Reasoning about the antecedents of emotions:

Bayesian causal inference over an intuitive theory of mind

All of the raw behavioral data, analyses, and models related to this submission are available here:
Anonymized Github Repository.
UPDATE March-10: the anonymous code repo service ( I used to host this project for double-blind review appears to be down. The complete project will be available on github once the review process is complete.

We artificially separated the perceptual information from context information in recordings of a televised British gameshow called Golden Balls. Every episode of Golden Balls culminates with two contestants playing a dramatic one-shot instantiation of the Prisoner's Dilemma. Each player is given a choice to "Split" or "Steal" a jackpot (in standard Prisoner's Dilemma notation, to "Cooperate" or "Defect", respectively). If both decide to Cooperate, they each receive half of the jackpot. If one player instead chooses Defect, that player wins the entire jackpot and the other player who chose Cooperate leaves with nothing. If both players choose Defect, both get nothing. Players negotiate with each other in front of a live audience in an attempt to convince the other to make a choice that is financially disadvantageous (to cooperate). Each player makes a decision in private, then they simultaneously reveal their choices, all while being filmed.

The game is emotionally evocative by design. When the choices are revealed, in front of an audience, players discover whether they have won or lost real and often substantial sums of money; and also whether they have successfully cooperated, successfully duped, been duped by, or failed to dupe the other player. The TV cameras capture their spontaneous unscripted dynamic expressions, including changes of posture and expression of the player's face, shoulders, upper bodies and hands.

We generated 88 videos of players who participated in the final round of the 5th season of the Golden Balls gameshow, which aired in 2009 (footage of the show was provided by Endemol UK). Videos were 5 seconds in duration, each depicting a single player's expressions, by splicing together footage from the moments surrounding the climatic reveal. The four outcomes were represented equally in the stimuli (N=22 for each outcome), reflecting the true distribution of play---across all 287 broadcast episodes (players were 53% likely to Cooperate, and the decisions of the two opposing players in game were statistically independent of each other). Each video silently showed a single person anticipating and reacting to a game outcome, but overt cues as to the players' decisions and the outcome of the game were masked.

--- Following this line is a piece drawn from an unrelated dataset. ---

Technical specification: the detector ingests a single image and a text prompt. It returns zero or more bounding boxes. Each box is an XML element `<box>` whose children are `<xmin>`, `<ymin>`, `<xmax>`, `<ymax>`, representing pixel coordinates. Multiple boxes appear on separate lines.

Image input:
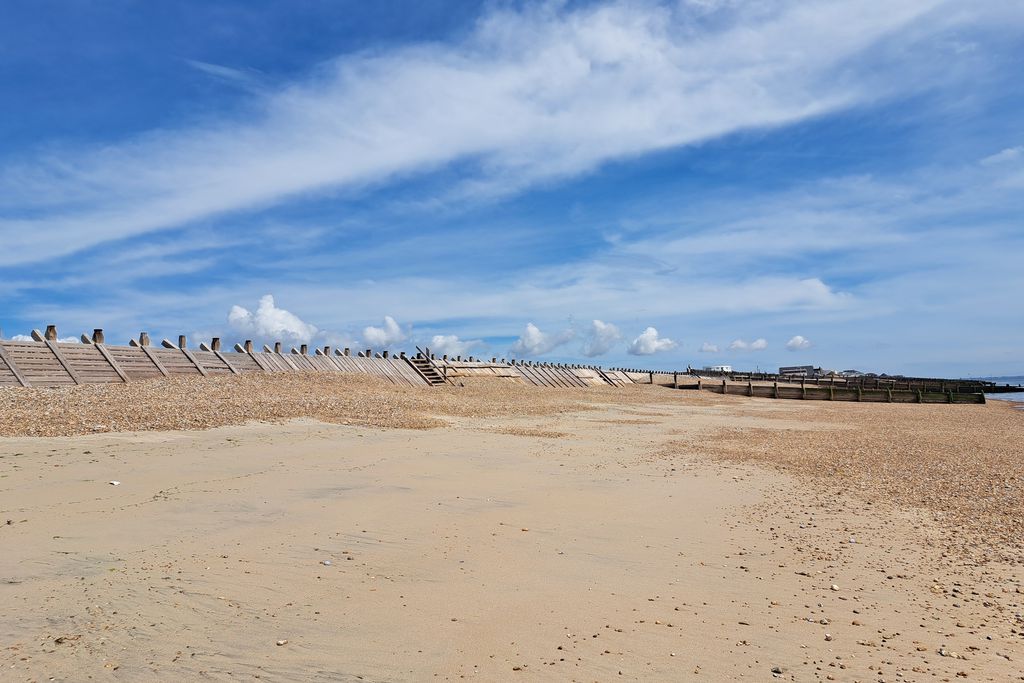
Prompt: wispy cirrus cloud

summary of empirical datasets
In the example shown, the focal player Cooperated and her opponent Defected. Thus, the game outcome is CD; and the focal player received nothing while her opponent won the entire jackpot. In Dataset 1, observers guessed what actions (a in {CC, CD, DC, DD}) the players chose given a single player's dynamic expressions (x). In Datasets 2 an 3, observers judged the intensity that players would feel 20 fine-grained emotions on continuous scales. Observers rated all 20 emotions during every trial. In Dataset 2, observers predicted a player's emotions based on a description of the game outcome. In Dataset 3, observers watched a 5-second videos of players' dynamics expressions.

Participants where informed about the rules of the game. This included watching an example of a player dyad negotiating before revealing their decisions:

In Datasets 1 and 3, participants viewed 5-second expression videos. Each video depicts a single player's spontaneous expressions. Each video features a single player's reaction in the moments leading up to, and following, the game's climatic reveal. The first 2 seconds consist of footage featuring the player immediately prior to the decisions being revealed, and the remaining 3 seconds is composed of footage of the player reacting to the outcome. The raw footage was cropped and/or masked such that only a single player was visible in a given video. Overt cues as to the players' decisions were occluded. The broadcast footage regularly cut between the two players, so the 5 seconds of footage was gathered by taking the scenes of the player most temporally proximal to moment where the players simultaneously present their decisions to each other, the crowd, and the cameras.